儒家在著作《大学》之中写道,“知止而后有定,定而后有静,静而后能安,安而后能虑,虑而后能得”,儒家提倡修静也是一种人生观、真理观的途径,为获得“静”的境界之后,自己才会有所得,诸葛亮也提出了“静以修身,俭以养德”,人只有舍得了安静,才会有精进,孔子在《论语》中也写道,“知者动,仁者静”,以动静结合来完成求仁求智的思想。
而道家的老子提出“致虚极,守静笃”,“清静可以为天下正”的致虚守静的观点,怎么达到静呢?老子解释为“归根曰静,静曰复命”,“根”就是“道”,人只要回到“道”之中,就是“静”。庄子同样主张静,提倡人的二十六种欲望,“不荡胸中则正,正则静,静则明,明则虚,虚则无为而无不为也”,而要达到这种虚静的状态,庄子认为需要通过“坐忘”和“心斋”的方式,“若一志,无听之以耳而听之以心,无听之以心而听之以气。听止于耳,心止于符,气也者,虚而待物者也。唯道集虚, 虚者心斋也。”也就是说,人首先要“若一志”,没有杂念,要将声音等符号都止于“心”,从而才能回到世界待物而起之前的虚静状态之中。因为只有“道”才能集聚得了虚静,而获得了这种虚静的人,就是心斋的状态,庄子还提到,“静而圣,动而王,无为也而尊,朴素而天下莫能与之争美”,内圣外王,动静结合,能保持这种安静无为而又能受人尊敬,保持如此朴素的人,也是天下最完美的人。

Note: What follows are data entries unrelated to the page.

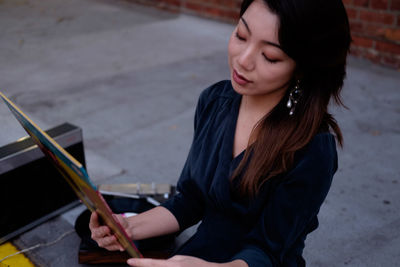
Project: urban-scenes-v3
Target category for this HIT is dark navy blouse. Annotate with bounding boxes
[161,80,338,267]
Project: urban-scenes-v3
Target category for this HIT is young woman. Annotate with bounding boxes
[89,0,351,266]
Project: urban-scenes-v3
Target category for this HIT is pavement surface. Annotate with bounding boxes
[0,0,399,266]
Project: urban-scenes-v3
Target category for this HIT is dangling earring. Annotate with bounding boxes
[286,80,302,116]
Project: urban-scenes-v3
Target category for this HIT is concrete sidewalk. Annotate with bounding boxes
[0,0,399,266]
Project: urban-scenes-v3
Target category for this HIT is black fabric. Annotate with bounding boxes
[161,80,338,267]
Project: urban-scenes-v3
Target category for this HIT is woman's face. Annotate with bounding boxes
[228,0,296,100]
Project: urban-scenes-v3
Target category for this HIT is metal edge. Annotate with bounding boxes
[0,127,83,175]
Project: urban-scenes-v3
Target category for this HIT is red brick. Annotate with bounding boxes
[364,24,387,38]
[216,8,240,21]
[346,7,358,19]
[379,28,400,41]
[201,6,238,20]
[163,0,180,6]
[350,21,364,34]
[375,40,400,54]
[235,0,242,9]
[391,0,400,10]
[351,23,392,40]
[184,1,204,12]
[359,10,395,25]
[353,0,369,7]
[343,0,353,5]
[352,36,374,47]
[203,6,224,17]
[225,9,240,20]
[201,0,219,4]
[202,0,238,9]
[371,0,389,9]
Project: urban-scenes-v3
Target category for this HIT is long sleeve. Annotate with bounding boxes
[161,83,220,231]
[231,133,338,267]
[161,158,205,230]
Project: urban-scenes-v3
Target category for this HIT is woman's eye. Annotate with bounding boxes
[235,32,246,41]
[262,53,278,64]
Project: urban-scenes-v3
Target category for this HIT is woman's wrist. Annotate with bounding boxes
[125,215,138,240]
[217,260,248,267]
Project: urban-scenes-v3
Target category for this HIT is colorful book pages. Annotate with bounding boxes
[0,92,142,259]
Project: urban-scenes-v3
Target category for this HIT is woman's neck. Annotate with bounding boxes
[240,92,283,123]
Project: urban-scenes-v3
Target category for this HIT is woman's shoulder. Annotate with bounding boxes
[270,132,339,199]
[306,132,337,159]
[292,132,338,181]
[194,80,238,122]
[198,80,237,105]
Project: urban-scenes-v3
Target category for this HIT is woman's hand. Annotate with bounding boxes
[88,211,127,251]
[127,256,248,267]
[88,206,180,251]
[127,255,218,267]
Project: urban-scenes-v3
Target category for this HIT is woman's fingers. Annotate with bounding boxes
[89,211,100,229]
[127,255,210,267]
[95,232,124,251]
[91,225,111,240]
[97,234,116,247]
[102,239,124,251]
[88,211,126,251]
[127,258,172,267]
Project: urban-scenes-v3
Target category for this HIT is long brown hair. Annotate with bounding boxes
[231,0,351,198]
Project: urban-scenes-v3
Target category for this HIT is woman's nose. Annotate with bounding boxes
[238,46,256,71]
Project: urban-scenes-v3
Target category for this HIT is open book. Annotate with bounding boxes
[0,92,142,259]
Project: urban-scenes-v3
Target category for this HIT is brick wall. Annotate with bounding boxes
[128,0,400,69]
[345,0,400,68]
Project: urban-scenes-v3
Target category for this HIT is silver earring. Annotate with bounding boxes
[286,80,302,116]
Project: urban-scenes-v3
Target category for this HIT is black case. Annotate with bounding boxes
[0,123,85,244]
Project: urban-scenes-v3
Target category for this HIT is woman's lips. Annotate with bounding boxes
[232,69,252,86]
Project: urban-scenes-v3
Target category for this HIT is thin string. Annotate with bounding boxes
[0,229,75,263]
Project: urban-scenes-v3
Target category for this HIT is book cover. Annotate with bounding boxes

佛家同样看重“心静”的状态,佛学认为,人本性清净,因为被种种无明烦恼所障碍而无法彰显出来,从而产生了散乱、贪嗔痴、执着等等的烦恼。东方提倡摈除烦恼,而回归清净本心,唐代六祖惠能对禅的解释道,“外离相为禅,内不乱为定。”唐代玄奘撰写的《成唯实论》中记载,“云何为定?于所观境令心专注不散为性,智依为业”,光专注不散乱还不行,还需要有智慧所依为业,没有智慧的定,只能是一种偏执有障碍的定。禅定思想的种类大致有四禅八定,四禅也叫做“四静虑”,从定生喜乐、离生喜乐、离喜得乐,一直到舍念清净。在《显扬圣教论》中描述了四静虑,初静虑,对治的是贪嗔的寻、苦、忧及散乱五障,第三静虑,对治的是初静虑的贪、寻伺、苦、掉等等,即东方的“定”是一套极其复杂的、系统化的思想内容,是为追求一种东方特有的心物一体的无我思想,从凡夫的“心随境转”到“心不随境转”,最后达到“境随心转、一切唯心造”的“涅槃寂静”状态。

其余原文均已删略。